APEGA has launched an improved system for reporting and examining the work experience of applicants applying for professional engineer and engineering licensee designations. Anyone applying to be a professional engineer or an engineering licensee will from now on be directed through the new system, called competency-based assessment (CBA). Applications in process before today will continue using the former system.
Featuring a list of core competencies that applicants will use to measure and explain their engineering work experience, regardless of discipline, CBA is a fairer, more transparent, and more equitable process. CBA makes it easier for applicants to understand how their skills are recognized and evaluated. It is also less complicated, more consistent, and more objective for APEGA's Board of Examiners when the board determines whether candidates meet Alberta's standards for qualification as an engineer.
View our guide to learn more about CBA.
Note: engineering licensee applicants do use CBA, but P.L. (Eng.) applicants do not use CBA. These are two different types of membership. An engineering licensee has met all academic and experience requirements for licensure as a P.Eng. and can practise independently—but is not yet a Canadian citizen. A P.L. (Eng.) practises within a clearly defined scope of practice only.
Licensure can be complex, especially for internationally trained applicants who gained their experience outside Canada. CBA will help APEGA meet targets set by the federal Forum of Labour Market Ministers for recognition of foreign qualification.
Other types of engineering applications and all geoscience applications will, for now, continue using the system being replaced by CBA. Geoscientists Canada is developing improvements for assessing geoscience applicants. Like CBA, a system called admission support tools (AST) aims to enhance assessments through a competency profile for geoscience practice. The tool will describe core abilities and skills that a geoscientist needs for independent practice.
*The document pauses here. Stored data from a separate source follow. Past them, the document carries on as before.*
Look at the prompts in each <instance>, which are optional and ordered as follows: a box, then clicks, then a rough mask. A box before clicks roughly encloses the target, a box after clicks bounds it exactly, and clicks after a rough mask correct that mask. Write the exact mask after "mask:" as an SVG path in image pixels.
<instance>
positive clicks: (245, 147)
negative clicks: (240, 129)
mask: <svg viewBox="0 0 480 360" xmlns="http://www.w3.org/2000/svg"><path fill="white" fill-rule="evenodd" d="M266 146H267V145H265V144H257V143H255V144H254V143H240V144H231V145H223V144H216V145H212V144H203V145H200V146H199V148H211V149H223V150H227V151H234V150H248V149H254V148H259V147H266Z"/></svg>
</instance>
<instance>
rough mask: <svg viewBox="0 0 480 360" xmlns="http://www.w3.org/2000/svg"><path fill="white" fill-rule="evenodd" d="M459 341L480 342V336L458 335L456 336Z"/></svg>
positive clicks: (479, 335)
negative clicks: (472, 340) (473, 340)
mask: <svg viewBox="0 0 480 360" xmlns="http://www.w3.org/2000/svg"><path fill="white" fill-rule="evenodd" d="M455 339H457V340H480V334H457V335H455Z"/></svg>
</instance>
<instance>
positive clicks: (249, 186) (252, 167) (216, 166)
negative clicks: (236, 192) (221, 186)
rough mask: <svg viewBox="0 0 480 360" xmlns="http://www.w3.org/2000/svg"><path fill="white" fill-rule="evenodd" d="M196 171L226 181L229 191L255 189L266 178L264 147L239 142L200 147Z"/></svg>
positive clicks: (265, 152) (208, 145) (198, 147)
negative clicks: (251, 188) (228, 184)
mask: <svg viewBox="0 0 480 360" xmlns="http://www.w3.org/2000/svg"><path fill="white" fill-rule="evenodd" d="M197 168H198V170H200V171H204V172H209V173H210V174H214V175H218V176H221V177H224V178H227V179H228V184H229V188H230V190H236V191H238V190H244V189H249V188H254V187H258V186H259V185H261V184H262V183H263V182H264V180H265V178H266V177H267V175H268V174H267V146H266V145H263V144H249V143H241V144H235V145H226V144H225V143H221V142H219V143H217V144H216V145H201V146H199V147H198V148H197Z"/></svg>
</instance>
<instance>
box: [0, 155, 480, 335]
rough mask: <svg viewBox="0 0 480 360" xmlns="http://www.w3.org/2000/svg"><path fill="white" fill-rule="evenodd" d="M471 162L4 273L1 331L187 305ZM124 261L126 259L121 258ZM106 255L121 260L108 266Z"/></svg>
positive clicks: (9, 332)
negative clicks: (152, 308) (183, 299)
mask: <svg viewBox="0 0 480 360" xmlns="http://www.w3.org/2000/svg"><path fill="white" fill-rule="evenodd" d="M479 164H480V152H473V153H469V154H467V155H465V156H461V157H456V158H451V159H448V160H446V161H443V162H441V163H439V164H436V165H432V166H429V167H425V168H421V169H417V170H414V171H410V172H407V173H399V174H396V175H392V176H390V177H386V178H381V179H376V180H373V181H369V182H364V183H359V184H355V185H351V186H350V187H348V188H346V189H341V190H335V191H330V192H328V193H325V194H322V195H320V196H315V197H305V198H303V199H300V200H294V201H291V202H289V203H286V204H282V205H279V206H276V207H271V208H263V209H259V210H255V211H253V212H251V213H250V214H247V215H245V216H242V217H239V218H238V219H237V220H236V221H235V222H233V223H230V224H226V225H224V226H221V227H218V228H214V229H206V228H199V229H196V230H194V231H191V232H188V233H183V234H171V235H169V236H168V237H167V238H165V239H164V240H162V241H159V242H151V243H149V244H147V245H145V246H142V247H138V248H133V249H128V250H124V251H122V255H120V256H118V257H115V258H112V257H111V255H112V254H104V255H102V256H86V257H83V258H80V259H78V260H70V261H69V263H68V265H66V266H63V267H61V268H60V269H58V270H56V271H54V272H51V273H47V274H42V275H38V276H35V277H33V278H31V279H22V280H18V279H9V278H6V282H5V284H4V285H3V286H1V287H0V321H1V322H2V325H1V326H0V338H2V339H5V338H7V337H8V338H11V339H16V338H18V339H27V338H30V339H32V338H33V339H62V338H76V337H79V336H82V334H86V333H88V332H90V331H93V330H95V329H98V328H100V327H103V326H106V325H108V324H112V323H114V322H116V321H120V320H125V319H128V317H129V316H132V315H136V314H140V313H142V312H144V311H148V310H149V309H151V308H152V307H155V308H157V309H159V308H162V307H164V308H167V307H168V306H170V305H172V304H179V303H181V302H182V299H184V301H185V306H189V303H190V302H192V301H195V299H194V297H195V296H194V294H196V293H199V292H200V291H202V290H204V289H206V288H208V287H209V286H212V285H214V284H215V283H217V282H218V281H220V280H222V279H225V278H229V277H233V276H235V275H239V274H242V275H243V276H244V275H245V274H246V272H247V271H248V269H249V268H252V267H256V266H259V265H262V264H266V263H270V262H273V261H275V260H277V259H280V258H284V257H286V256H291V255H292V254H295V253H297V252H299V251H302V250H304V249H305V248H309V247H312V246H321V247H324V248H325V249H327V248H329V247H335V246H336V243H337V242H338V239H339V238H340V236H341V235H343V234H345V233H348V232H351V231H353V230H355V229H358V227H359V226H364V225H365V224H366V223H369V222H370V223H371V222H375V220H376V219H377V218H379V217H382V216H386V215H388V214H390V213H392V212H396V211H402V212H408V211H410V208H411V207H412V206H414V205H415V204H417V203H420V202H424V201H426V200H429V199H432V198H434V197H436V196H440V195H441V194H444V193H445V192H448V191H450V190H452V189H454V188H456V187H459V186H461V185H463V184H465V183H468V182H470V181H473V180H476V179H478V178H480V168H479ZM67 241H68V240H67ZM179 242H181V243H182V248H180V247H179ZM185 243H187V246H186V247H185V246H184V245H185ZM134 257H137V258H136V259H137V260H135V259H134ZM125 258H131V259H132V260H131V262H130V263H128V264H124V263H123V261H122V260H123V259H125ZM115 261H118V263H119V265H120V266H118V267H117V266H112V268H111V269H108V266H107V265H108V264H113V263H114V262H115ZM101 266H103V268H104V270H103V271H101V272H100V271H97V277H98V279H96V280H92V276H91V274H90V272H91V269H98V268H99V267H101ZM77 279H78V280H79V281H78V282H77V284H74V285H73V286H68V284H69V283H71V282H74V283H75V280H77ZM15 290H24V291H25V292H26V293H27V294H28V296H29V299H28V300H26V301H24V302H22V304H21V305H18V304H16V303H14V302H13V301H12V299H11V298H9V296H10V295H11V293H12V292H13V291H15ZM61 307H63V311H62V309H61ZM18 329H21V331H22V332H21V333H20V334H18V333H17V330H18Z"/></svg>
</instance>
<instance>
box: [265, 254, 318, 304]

APEGA hopes to be the first geoscience regulator in Canada to implement AST. Depending on progress at the national level, that could happen within a year.
How Does CBA Work?
CBA asks applicants to explain how they meet specific competencies in 22 key areas, which are grouped into six categories:
- technical competence
- project and financial management
- team effectiveness
- social, economic, environmental and sustainability
Applicants are given a list of indicators for each competency. The indicators are examples of work situations an applicant can use to demonstrate competence. For each competency, applicants must provide at least one actual situation, plus several actions or details, making it specific to their experience. Then applicants must summarize the outcome of each situation, highlighting how their actions contributed to its overall success.
APEGA began developing an Alberta CBA model in 2015, with support from an Innovation Fund grant from the Government of Alberta. It’s a major piece of a multi-year registration renewal project. The registration renewal project is designed to improve tools and service, allowing us to process increasingly complex applications faster and more efficiently.